The above function converts the input and output columns to NumPy arrays, to check can display the result and as you can see how the data is turned into arrays. Now having these arrays, we can convert them to PyTorch tensors, and use those tensors to create a variable dataset that contains them.

In [7]:
inputs = torch.Tensor(inputs_array)
targets = torch.Tensor(targets_array)

dataset = TensorDataset(inputs, targets)
train_ds, val_ds = random_split(dataset, [228, 57])
batch_size = 128

train_loader = DataLoader(train_ds, batch_size, shuffle=True)
val_loader = DataLoader(val_ds, batch_size)

# Creating PyTorch Model

Now, I am going to create a linear regressing model using PyTorch to predict car prices.

In [8]:
input_size = len(input_cols)
output_size = len(output_cols)

class CarsModel(nn.Module):
    def __init__(self):
        super().__init__()
        self.linear = nn.Linear(input_size, output_size)                  # fill this (hint: use input_size & output_size defined above)
        
    def forward(self, xb):
        out = self.linear(xb)                          # fill this
        return out
    
    def training_step(self, batch):
        inputs, targets = batch 
        # Generate predictions
        out = self(inputs)          
        # Calcuate loss
        loss = F.l1_loss(out, targets)                         # fill this
        return loss
    
    def validation_step(self, batch):
        inputs, targets = batch
        # Generate predictions
        out = self(inputs)
        # Calculate loss
        loss = F.l1_loss(out, targets)                           # fill this    
        return {'val_loss': loss.detach()}
        
    def validation_epoch_end(self, outputs):
        batch_losses = [x['val_loss'] for x in outputs]
        epoch_loss = torch.stack(batch_losses).mean()   # Combine losses
        return {'val_loss': epoch_loss.item()}
    
    def epoch_end(self, epoch, result, num_epochs):
        # Print result every 20th epoch
        if (epoch+1) % 20 == 0 or epoch == num_epochs-1:
            print("Epoch [{}], val_loss: {:.4f}".format(epoch+1, result['val_loss']))
            
model = CarsModel()

list(model.parameters())

[Parameter containing:
 tensor([[-0.3047,  0.1376,  0.0870, -0.0816]], requires_grad=True),
 Parameter containing:
 tensor([0.3229], requires_grad=True)]

In this above function, I used the nn.Linear function which will allow us to use linear regression so now we can calculate the predictions and the loss with the F.l1_loss function can see the weight parameter one bias, with this model we will get the predictions, but will still have to undergo training.

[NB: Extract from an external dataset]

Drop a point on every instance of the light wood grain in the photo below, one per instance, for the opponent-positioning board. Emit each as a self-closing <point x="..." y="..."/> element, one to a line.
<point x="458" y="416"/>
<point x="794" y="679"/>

## Training Model to Predict Car Prices

Now we'll assess the loss and see how much is, and after doing the training, we'll see how much the loss decreases with training.

In [9]:
# Eval algorithm
def evaluate(model, val_loader):
    outputs = [model.validation_step(batch) for batch in val_loader]
    return model.validation_epoch_end(outputs)

# Fitting algorithm
def fit(epochs, lr, model, train_loader, val_loader, opt_func=torch.optim.SGD):
    history = []
    optimizer = opt_func(model.parameters(), lr)
    for epoch in range(epochs):
        # Training Phase 
        for batch in train_loader:
            loss = model.training_step(batch)
            loss.backward()
            optimizer.step()
            optimizer.zero_grad()
        # Validation phase
        result = evaluate(model, val_loader)
        model.epoch_end(epoch, result, epochs)
        history.append(result)
    return history

# Check the initial value that val_loss have
result = evaluate(model, val_loader)
print(result)


{'val_loss': 2102.462646484375}


In [10]:
# Start with the Fitting
epochs = 90
lr = 1e-8
history1 = fit(epochs, lr, model, train_loader, val_loader)

Epoch [20], val_loss: 1659.9208
Epoch [40], val_loss: 1226.3629
Epoch [60], val_loss: 813.3364
Epoch [80], val_loss: 475.1589
Epoch [90], val_loss: 361.5065


In [11]:
# Train repeatdly until have a 'good' val_loss
epochs = 20
lr = 1e-9
history1 = fit(epochs, lr, model, train_loader, val_loader)

Epoch [20], val_loss: 344.8631


As you can see, for evaluation and fit model functions are used, to do training we use optimization functions, in this case specifically SGD optimization, using train loader calculate the loss and gradients, to optimize it afterwards and evaluate the result of each iteration to see the loss.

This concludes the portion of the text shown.